Error Handling & Retries¶
wf provides four mechanisms for dealing with unreliable tasks: ignore_failure, retries, retry_delay, and timeout. This guide explains each one and how to combine them.
ignore_failure — Treat Failure as Success¶
When ignore_failure = true, a task's non-zero exit code is treated as if it were 0. The task is marked success and its dependants continue normally.
[tasks.send-notification]
cmd = "curl -X POST $SLACK_WEBHOOK -d '{\"text\": \"Deploy done\"}'"
depends_on = ["deploy"]
ignore_failure = true # Slack being down should not abort the workflow
When to use:
- Notifications, metrics pushes, and other non-critical side effects
- Optional cleanup steps
- Tasks that produce useful output even when they "fail" (e.g., a linter that exits 1 but still writes a report)
What ignore_failure does NOT do:
- It does not suppress the task's error output — the log file still contains everything
- It does not stop the task from being marked in the audit trail as having a non-zero exit code
- It does not prevent the forensic handler from running if the task is wired with
on_failure(the handler fires on non-zero exit regardless)
retries — Retry on Failure¶
The task will be executed up to retries + 1 times. If it succeeds on any attempt, the task is marked success and no further retries occur.
The retry_delay is the pause between the end of one attempt and the start of the next. It is context-aware: if the run timeout fires during a retry delay, the delay is cancelled and the task is marked cancelled.
Total possible execution time for the example above:
attempt 1: fails
retry_delay: 10s
attempt 2: fails
retry_delay: 10s
attempt 3: fails
retry_delay: 10s
attempt 4: passes (or fails — 4th attempt is final)
max time = (task_duration × 4) + (10s × 3)
timeout — Bound Task Duration¶
If the task runs longer than the timeout, the process group is killed with SIGKILL and the task is marked failed. The full timeout details are recorded in the forensic log.
timeout and retries compose naturally:
[tasks.flaky-service-check]
cmd = "curl -f --max-time 10 https://myservice/health"
timeout = "15s" # per-attempt limit
retries = 4
retry_delay = "5s"
Each attempt has a 15-second limit. If the attempt times out, it is retried (up to 4 times).

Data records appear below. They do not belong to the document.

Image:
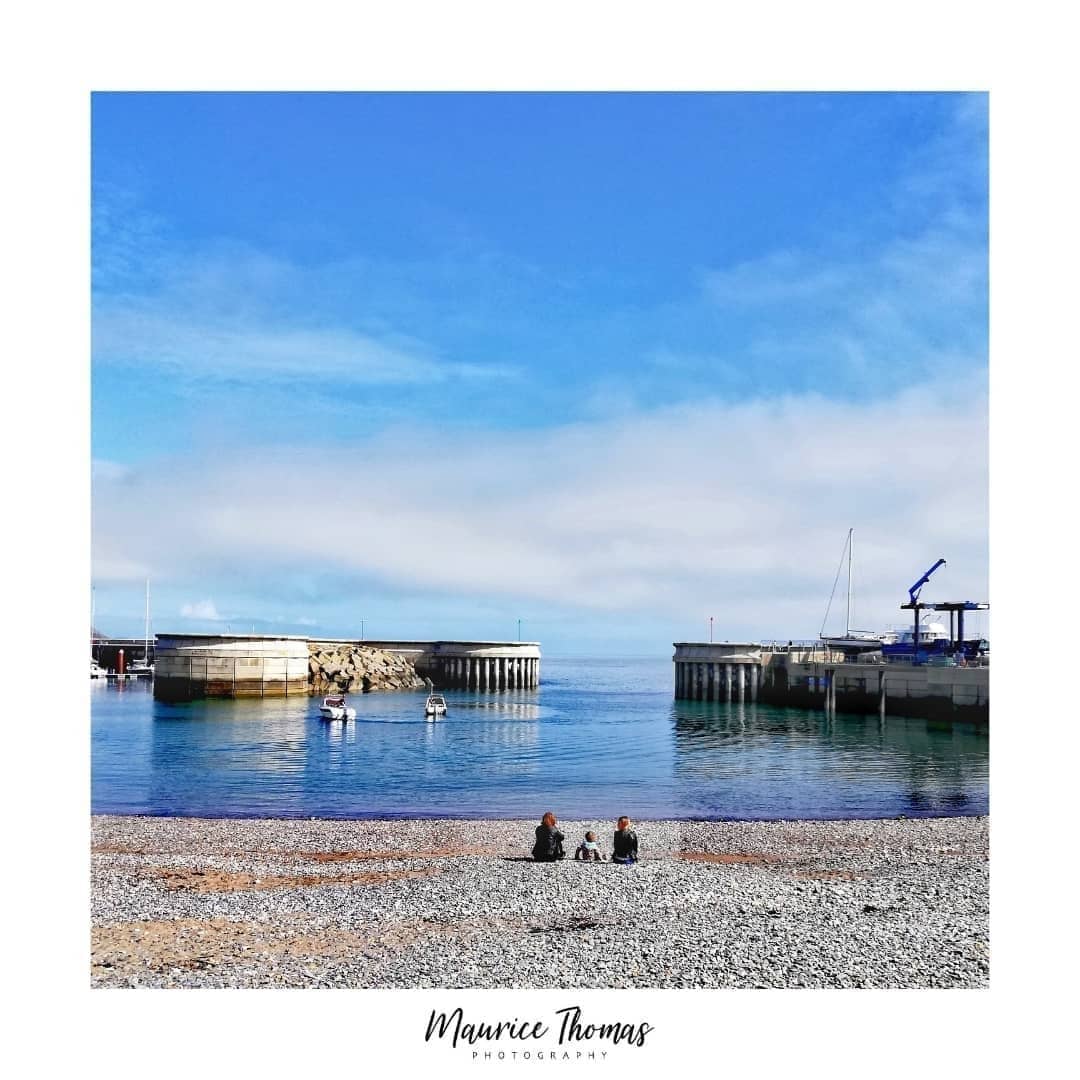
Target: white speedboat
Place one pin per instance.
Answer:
(335, 709)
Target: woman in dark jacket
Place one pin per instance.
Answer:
(549, 846)
(624, 848)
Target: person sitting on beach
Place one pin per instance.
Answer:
(549, 846)
(624, 849)
(589, 849)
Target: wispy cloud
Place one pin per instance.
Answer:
(201, 609)
(741, 507)
(148, 334)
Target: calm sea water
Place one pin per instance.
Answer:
(599, 738)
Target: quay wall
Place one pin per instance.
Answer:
(242, 665)
(808, 678)
(467, 665)
(239, 665)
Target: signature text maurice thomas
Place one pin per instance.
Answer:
(571, 1029)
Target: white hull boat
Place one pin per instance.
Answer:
(335, 709)
(851, 642)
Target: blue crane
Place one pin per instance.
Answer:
(917, 588)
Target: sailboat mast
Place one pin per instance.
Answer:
(847, 632)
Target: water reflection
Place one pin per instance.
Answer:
(598, 738)
(748, 760)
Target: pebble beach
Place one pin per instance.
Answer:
(410, 903)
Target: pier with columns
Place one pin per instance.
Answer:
(725, 671)
(818, 677)
(471, 665)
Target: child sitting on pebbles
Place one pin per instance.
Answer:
(589, 849)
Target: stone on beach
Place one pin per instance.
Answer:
(183, 902)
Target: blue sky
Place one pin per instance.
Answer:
(606, 363)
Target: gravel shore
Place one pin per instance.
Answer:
(264, 903)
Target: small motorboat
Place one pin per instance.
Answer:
(434, 706)
(335, 709)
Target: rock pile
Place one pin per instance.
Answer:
(359, 670)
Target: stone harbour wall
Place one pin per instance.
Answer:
(358, 669)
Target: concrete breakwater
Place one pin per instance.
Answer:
(817, 678)
(238, 665)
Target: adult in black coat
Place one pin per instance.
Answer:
(549, 846)
(624, 847)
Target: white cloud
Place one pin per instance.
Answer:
(737, 509)
(149, 333)
(201, 609)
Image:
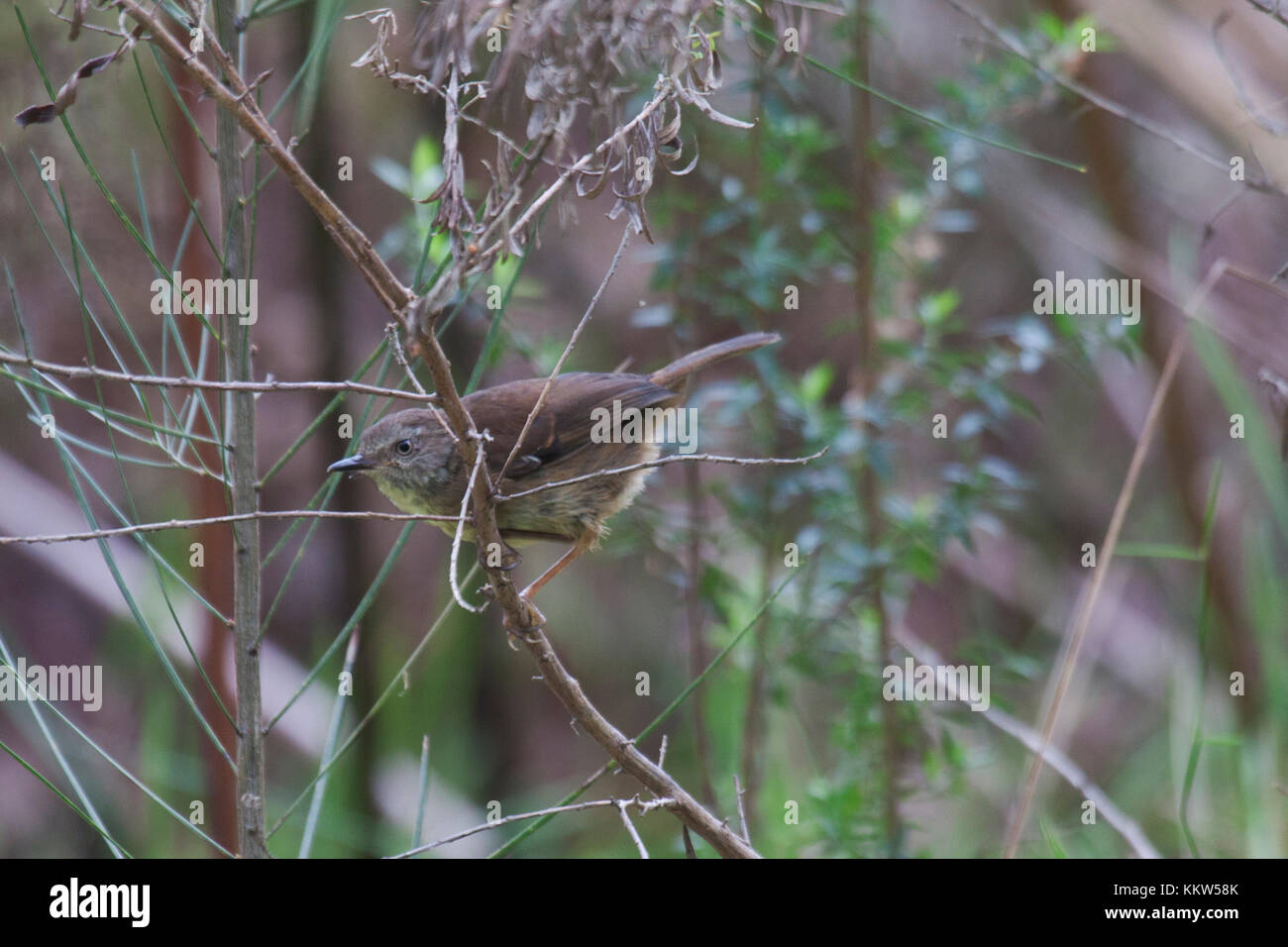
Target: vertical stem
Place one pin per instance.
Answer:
(243, 471)
(868, 373)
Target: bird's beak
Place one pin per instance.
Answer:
(356, 463)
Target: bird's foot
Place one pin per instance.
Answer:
(535, 622)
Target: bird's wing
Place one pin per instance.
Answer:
(563, 427)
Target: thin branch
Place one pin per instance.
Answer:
(1107, 553)
(231, 518)
(630, 827)
(1056, 758)
(664, 462)
(644, 806)
(1095, 98)
(179, 381)
(353, 243)
(398, 300)
(742, 810)
(1271, 8)
(460, 526)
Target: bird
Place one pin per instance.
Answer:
(412, 458)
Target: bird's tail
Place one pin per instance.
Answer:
(681, 368)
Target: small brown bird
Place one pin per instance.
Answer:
(578, 432)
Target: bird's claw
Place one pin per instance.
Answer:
(536, 621)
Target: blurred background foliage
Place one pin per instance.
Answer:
(901, 298)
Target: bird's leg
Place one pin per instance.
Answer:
(553, 571)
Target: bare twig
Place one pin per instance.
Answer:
(1271, 8)
(179, 381)
(1056, 758)
(1096, 99)
(664, 462)
(398, 299)
(353, 243)
(630, 828)
(1107, 553)
(644, 806)
(742, 810)
(232, 518)
(460, 526)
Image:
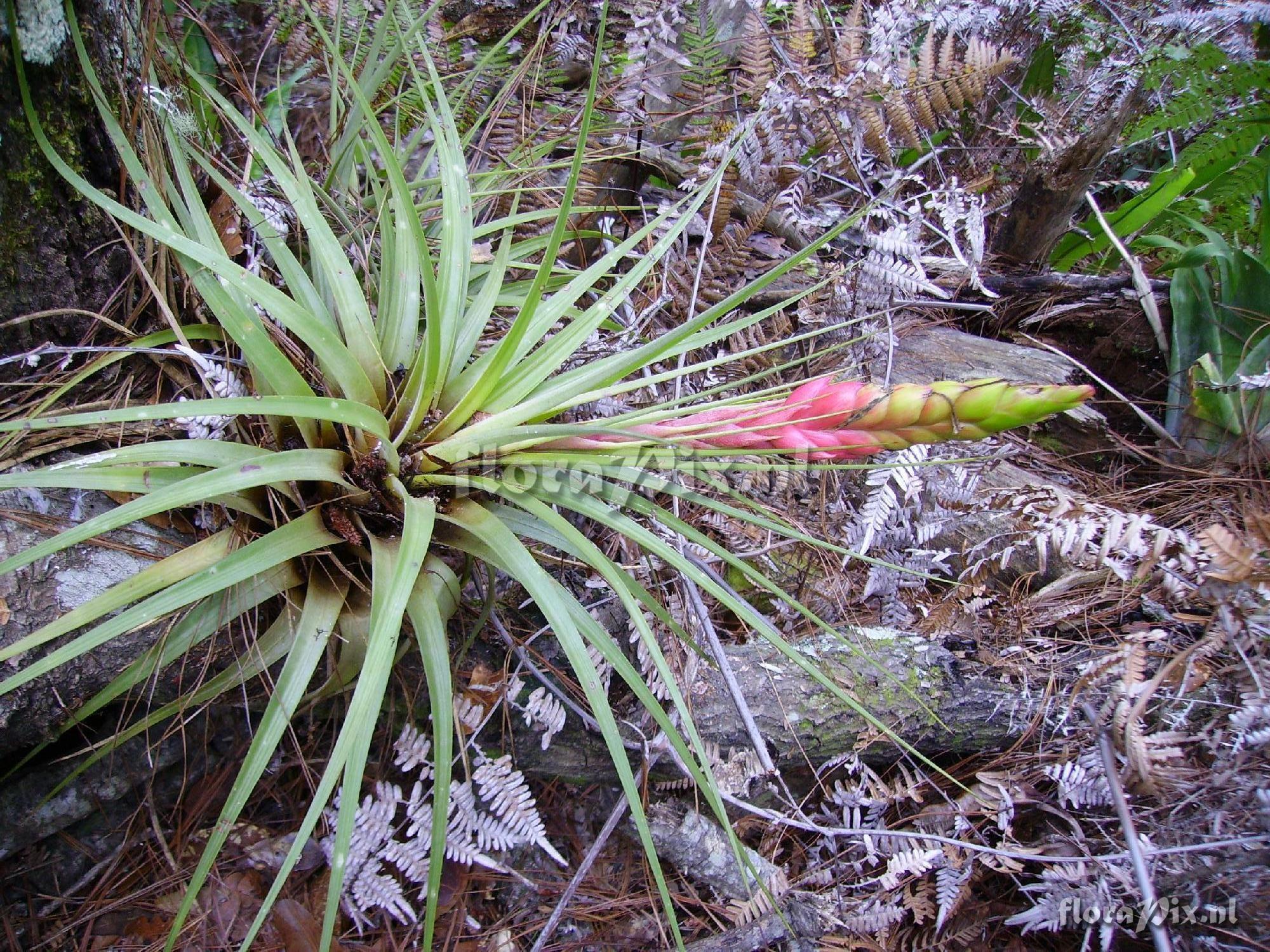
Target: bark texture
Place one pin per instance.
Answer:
(57, 249)
(914, 687)
(53, 587)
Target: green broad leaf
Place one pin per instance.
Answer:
(634, 598)
(464, 394)
(454, 258)
(591, 503)
(1139, 213)
(195, 453)
(164, 573)
(322, 606)
(565, 390)
(332, 409)
(295, 539)
(294, 465)
(355, 362)
(486, 538)
(299, 284)
(117, 479)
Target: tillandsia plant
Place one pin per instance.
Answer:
(397, 427)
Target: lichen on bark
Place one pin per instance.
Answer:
(57, 251)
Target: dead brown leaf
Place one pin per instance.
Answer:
(1233, 559)
(228, 224)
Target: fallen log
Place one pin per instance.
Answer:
(914, 689)
(53, 587)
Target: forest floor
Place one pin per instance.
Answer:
(1085, 687)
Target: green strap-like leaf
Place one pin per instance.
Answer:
(488, 539)
(299, 465)
(323, 602)
(295, 539)
(435, 598)
(394, 572)
(181, 565)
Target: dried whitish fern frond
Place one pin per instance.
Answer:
(910, 863)
(543, 710)
(1081, 783)
(756, 58)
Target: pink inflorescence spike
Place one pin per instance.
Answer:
(829, 420)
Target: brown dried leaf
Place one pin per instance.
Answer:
(228, 224)
(1233, 558)
(1258, 526)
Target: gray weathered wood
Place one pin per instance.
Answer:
(915, 687)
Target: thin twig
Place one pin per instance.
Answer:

Duration syntax: 30s, 5m, 1m30s, 2h.
Combining All Four¶
A production-grade task:
[tasks.deploy]
name = "Deploy to Production"
cmd = "./deploy.sh --env=production --version={{.version}}"
depends_on = ["smoke-test-staging"]
retries = 2
retry_delay = "30s"
timeout = "10m"
ignore_failure = false # deploy failure IS fatal
on_failure = "rollback-production"
Breakdown:
- Up to 3 attempts, each bounded to 10 minutes
- 30 seconds between attempts
- If all attempts fail,
rollback-productionforensic task fires
Per-Run Timeout (--timeout)¶
In addition to per-task timeouts, the entire run can be bounded:
The run-level timeout cancels all running tasks (via SIGKILL) when it fires. Unlike per-task timeout, the run timeout is not retried — the run is immediately marked cancelled.
Failure Propagation¶
By default, when a task fails:
- The task is marked
failed - All tasks that depend on it (directly or transitively) are marked
cancelled - Tasks at the same level that are already running continue to completion
- The forensic handler fires (if configured)
With ignore_failure = true, step 1 becomes success and steps 2–4 do not apply.
Best Practices¶
| Scenario | Recommendation |
|---|---|
| Slack/PagerDuty notifications | ignore_failure = true — external services should not abort pipelines |
| External API calls | retries = 3, retry_delay = "10s", timeout = "30s" per call |
| Database operations | retries = 1 max — most DB failures are not transient |
| CI tests | timeout = "10m" — prevent hanging test suites from blocking the pipeline |
| Deploy tasks | retries = 2, timeout = "15m", on_failure = "rollback" |
| Health checks | retries = 5, retry_delay = "5s", ignore_failure = true — eventual consistency |
Inspecting Retry Behaviour¶
The audit trail shows every attempt:
wf inspect $RUN_ID shows the attempt count for each task in the task table.